Chilean miners painfully begin to describe ordeal

10/25/2010
NEW YORK TIMES

COPIAPO, Chile - Jose Ojeda can barely sleep without the comfort of a miner nearby to confide in when dreams shake him awake.

Omar Reygadas, a great-grandfather more used to comforting than being comforted, cries easily.

And Edison Pena, the miner who kept himself grounded by running miles underground most days, was hospitalized last week for emotional distress.

It has been 12 days since viewers around the globe watched, captivated, as one by one the 33 miners trapped in the gold and copper mine here were pulled from nearly half a mile underground.

While the world has begun to move on, the miners themselves are just starting to grapple with the enormousness of what happened to them.

Some details of the men's ordeal have slipped out as many news organizations vied for their attention.

But the men have resisted breaking a pact they made to keep the most gripping details of their two months in captivity to themselves in the hopes that together they can secure book or movie deals, as well as build their best case for a lawsuit against the mine.

They have held especially close what happened in the first 17 days after the mine collapsed, the time before they knew rescuers were still searching for them.

In interviews over the past several days, four miners who agreed to speak without pay offered a view into the emotional struggles they faced underground, and now above.

Mr. Reygadas, 56 - one of the oldest to have been trapped - spoke the longest, for more than two hours.

He said he entered his first mine at 7, with his father, who was a miner. He does not scare easily; he survived two previous collapses at the same mine and narrowly escaped a third that killed another miner.

But in the first days after the latest cave-in in August, he said, he cried, rolling over on his damp cardboard bed to face the wall so no one could see.

"I'm not embarrassed to say I cried, but I cried from helplessness," he said. "I'd be lying if I said I wasn't scared too, but I knew how to keep it inside to avoid sparking fear in others."

Mr. Reygadas said he was loading his truck just before lunch on Aug. 5 when he felt what seemed like an explosion. The pressure from falling rock "almost blew out" his ears, he said.
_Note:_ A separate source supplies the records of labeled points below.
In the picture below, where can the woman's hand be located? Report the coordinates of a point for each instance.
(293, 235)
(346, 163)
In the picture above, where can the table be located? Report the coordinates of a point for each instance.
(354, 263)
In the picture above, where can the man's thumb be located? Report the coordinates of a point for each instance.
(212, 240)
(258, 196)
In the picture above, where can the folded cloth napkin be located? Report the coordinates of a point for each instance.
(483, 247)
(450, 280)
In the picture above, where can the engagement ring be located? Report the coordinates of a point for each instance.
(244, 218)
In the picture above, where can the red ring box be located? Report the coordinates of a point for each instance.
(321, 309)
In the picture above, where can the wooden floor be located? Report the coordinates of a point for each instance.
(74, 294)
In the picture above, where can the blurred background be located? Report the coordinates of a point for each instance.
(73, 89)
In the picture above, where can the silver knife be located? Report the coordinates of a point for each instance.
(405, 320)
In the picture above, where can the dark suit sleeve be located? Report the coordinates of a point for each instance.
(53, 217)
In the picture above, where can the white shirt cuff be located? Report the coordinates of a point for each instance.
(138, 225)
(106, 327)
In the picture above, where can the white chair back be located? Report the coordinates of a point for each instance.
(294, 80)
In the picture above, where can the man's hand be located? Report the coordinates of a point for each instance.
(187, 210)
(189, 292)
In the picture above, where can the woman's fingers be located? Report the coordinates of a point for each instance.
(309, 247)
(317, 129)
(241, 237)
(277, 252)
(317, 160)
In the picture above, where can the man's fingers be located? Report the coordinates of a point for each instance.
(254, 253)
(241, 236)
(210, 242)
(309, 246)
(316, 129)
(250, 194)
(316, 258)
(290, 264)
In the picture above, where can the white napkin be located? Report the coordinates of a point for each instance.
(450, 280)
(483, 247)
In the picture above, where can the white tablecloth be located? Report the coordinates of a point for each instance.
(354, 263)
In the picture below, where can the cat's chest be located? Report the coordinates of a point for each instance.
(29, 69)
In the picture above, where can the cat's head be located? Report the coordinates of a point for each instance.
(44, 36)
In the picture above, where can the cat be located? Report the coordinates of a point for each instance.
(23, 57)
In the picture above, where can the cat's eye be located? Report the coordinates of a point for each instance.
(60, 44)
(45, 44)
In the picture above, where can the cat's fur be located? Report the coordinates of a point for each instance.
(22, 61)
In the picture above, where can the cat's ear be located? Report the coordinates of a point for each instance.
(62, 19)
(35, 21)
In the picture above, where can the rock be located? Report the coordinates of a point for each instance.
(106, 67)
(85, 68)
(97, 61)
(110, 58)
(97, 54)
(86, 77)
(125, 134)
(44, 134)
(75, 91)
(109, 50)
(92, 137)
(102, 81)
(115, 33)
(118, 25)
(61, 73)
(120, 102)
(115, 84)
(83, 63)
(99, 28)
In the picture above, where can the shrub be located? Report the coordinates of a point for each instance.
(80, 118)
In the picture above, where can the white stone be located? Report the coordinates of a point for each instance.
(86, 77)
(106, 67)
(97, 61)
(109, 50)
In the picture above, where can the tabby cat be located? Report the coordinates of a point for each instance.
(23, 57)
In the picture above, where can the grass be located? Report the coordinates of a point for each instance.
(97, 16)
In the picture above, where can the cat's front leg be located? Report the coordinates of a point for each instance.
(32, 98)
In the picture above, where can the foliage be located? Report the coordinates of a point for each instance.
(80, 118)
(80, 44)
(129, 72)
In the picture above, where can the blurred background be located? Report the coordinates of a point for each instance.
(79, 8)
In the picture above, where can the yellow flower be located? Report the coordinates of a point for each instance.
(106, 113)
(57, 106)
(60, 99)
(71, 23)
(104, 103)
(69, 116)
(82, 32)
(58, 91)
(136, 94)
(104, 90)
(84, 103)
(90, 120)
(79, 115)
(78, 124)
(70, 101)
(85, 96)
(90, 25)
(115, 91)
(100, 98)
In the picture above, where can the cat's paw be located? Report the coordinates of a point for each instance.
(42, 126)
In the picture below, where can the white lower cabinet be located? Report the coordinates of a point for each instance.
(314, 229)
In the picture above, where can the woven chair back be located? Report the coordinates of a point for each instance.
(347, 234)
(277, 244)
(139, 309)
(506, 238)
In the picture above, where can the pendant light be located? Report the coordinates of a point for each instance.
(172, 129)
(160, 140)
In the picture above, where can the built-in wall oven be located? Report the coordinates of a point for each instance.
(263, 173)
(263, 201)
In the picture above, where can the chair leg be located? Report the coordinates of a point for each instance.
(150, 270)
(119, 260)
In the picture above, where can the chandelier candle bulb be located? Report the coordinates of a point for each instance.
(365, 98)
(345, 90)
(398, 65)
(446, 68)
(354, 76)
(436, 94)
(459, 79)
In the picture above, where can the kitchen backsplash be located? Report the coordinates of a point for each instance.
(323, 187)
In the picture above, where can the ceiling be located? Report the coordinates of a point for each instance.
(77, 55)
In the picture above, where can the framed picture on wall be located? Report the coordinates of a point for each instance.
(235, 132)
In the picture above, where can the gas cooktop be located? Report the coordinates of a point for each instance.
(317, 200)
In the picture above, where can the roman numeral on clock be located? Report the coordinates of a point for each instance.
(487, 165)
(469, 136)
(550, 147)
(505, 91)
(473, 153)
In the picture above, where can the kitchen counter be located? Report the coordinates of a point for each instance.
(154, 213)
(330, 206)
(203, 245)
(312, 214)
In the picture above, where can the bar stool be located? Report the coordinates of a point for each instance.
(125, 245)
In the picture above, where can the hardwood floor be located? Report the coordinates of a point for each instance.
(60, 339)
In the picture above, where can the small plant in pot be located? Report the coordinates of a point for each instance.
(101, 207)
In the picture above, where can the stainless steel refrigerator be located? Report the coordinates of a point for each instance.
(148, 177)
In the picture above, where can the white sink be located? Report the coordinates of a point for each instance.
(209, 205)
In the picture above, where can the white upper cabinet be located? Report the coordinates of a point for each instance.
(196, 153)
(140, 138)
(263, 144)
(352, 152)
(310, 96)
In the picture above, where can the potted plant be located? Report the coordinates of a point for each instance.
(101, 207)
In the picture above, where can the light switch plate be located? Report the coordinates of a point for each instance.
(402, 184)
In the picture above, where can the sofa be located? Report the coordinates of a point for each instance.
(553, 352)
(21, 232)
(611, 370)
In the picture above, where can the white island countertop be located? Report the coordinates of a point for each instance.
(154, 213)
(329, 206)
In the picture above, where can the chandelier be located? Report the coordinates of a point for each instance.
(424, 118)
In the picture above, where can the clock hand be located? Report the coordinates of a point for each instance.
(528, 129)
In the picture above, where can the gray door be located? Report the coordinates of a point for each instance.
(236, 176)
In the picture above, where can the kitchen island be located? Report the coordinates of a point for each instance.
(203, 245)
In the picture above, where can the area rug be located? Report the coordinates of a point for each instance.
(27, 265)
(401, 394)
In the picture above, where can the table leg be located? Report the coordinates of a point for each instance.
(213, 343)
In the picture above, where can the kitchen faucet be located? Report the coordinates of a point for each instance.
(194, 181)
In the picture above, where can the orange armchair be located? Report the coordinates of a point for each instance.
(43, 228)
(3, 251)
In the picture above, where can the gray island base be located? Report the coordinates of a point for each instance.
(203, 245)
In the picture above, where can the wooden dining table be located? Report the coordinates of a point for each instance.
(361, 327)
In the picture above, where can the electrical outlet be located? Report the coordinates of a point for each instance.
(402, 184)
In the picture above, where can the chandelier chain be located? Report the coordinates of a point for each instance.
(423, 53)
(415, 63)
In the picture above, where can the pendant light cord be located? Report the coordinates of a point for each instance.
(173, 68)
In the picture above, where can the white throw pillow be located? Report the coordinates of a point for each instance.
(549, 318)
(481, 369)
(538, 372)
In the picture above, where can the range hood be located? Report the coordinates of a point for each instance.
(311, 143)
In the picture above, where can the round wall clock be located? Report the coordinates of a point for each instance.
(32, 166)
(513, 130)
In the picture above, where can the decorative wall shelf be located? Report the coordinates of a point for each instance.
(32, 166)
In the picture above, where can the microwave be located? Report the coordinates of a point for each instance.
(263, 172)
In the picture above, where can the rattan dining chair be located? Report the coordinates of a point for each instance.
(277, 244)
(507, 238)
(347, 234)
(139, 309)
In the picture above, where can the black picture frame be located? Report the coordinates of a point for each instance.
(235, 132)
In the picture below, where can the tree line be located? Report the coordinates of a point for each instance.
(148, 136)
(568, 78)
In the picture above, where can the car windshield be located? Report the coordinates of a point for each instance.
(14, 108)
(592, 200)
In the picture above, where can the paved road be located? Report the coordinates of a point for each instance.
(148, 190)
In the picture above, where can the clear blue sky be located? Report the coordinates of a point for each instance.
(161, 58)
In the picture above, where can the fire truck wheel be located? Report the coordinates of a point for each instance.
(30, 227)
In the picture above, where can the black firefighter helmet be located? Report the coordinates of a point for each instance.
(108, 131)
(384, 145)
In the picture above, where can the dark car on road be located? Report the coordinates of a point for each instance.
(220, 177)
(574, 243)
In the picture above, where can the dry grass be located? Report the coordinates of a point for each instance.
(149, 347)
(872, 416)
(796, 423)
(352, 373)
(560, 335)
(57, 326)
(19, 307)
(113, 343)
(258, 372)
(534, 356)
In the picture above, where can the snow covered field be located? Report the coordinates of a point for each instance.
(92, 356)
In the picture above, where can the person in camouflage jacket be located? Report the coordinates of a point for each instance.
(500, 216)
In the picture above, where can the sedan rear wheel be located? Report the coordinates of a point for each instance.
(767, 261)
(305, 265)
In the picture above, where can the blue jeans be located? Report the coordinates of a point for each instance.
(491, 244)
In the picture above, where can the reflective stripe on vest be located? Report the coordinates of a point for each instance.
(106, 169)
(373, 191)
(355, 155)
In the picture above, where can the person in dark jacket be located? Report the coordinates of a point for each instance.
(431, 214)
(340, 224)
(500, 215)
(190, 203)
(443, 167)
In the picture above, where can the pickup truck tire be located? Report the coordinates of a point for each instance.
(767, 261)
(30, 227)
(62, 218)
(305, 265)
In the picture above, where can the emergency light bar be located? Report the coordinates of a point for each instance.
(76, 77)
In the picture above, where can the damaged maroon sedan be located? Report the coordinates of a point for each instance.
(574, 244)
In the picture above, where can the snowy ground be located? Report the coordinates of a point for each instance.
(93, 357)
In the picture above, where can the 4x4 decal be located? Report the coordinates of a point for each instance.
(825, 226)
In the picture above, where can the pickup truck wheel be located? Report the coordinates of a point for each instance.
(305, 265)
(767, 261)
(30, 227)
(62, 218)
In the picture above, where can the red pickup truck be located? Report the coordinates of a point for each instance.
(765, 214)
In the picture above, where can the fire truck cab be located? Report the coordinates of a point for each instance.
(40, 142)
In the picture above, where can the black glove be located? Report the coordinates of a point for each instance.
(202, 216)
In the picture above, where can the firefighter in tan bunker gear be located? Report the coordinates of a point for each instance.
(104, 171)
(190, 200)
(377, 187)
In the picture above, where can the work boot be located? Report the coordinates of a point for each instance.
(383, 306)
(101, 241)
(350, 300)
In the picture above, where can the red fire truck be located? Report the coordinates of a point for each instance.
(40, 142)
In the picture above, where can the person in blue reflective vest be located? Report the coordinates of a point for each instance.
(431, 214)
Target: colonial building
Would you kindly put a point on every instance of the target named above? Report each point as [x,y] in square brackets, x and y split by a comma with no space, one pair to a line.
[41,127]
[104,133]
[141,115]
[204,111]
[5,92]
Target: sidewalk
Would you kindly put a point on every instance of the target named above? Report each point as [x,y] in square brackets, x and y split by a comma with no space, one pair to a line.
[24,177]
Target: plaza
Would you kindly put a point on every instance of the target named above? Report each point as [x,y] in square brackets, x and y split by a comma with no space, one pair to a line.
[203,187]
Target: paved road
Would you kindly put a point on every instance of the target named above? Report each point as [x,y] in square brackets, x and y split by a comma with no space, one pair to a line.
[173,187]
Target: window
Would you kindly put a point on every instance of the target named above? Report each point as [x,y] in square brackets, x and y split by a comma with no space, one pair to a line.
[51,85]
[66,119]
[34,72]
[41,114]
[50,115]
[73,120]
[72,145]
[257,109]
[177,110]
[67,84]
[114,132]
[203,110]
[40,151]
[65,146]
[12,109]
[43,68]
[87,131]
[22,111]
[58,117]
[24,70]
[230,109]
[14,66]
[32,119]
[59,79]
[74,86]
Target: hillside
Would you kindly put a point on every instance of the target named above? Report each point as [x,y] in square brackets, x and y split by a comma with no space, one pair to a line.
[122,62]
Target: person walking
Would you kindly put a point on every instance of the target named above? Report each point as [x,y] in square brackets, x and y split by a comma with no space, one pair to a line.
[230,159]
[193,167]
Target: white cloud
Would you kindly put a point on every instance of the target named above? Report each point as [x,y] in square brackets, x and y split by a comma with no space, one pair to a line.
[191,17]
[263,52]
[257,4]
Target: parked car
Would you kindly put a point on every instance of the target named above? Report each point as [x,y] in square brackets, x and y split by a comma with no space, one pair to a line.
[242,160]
The next sound he heard was miners shouting. The men began to search for their friends.

It would take eight hours before they knew no one had died.

Two days later, a boulder rolled into the shaft, sealing it for good.

This is where the narrative goes silent.

During the next two weeks, the men wilted in the heat and shrank, their tiny rations of tuna and crackers too meager to do much more than keep them alive.

The story picks up again on Day 17, when the rescuers' drill bit pierced the roof of their refuge, starting the clock for their eventual rescue.

After that, the men say, there were many more light moments, despite the uncertainties of an unprecedented rescue plan.

The men's stories also reveal the emotional confines they imposed on themselves.

Any miner who got out of line had to stand in front of the other 32 and ask to be forgiven, Mr. Ojeda said.

The craving for sleep was a running theme.

It was hot, about 86 degrees Fahrenheit, and humid.

The men tore the seats from their trucks for makeshift mattresses, but there were not enough to go around and some nights, Mr. Reygadas said, they simply had to sleep, shirtless in the heat, atop the rocks.

Another miner, Vctor Segovia, 48, wrote a letter to his family detailing a nightmare he had.

In it, the men were trapped, but in an oven.

Psychologists treating the men through telephone and video links from the surface were worried enough about them that they began filtering virtually everything family members sent down a relief shaft.

Cheery letters were all right; notes about troubles at home were not.

Some letters were never delivered and others were edited, according to Mr. Ojeda, who called the actions "unjust."

After about two weeks, the miners demanded that the censorship stop, arguing they were not as vulnerable as they seemed.

In the end, the psychologists could not prepare the men for everything.

Not the shock of stepping from the isolation of their cocoonlike rescue craft into the worldwide media glare. Not the reporters who camped outside their hospitals and homes. And not the shock of leaving "los 33," as they called themselves, to return to their other lives.

Since the rescue, some men reportedly have been drinking heavily and several have shown signs of emotional distress.

At a dinner in their honor on Tuesday, Mr. Pena, the runner, broke down when addressing reporters.

Fellow miner Mario Sepulveda grabbed him firmly by the shoulders and neck and whispered something in his ear, but Mr. Pena refused to leave the stage.

"Thank you for believing we were alive," Mr. Pena said slowly, his voice cracking. "Thank you for believing we were alive."

He was hospitalized the next day and has since been released.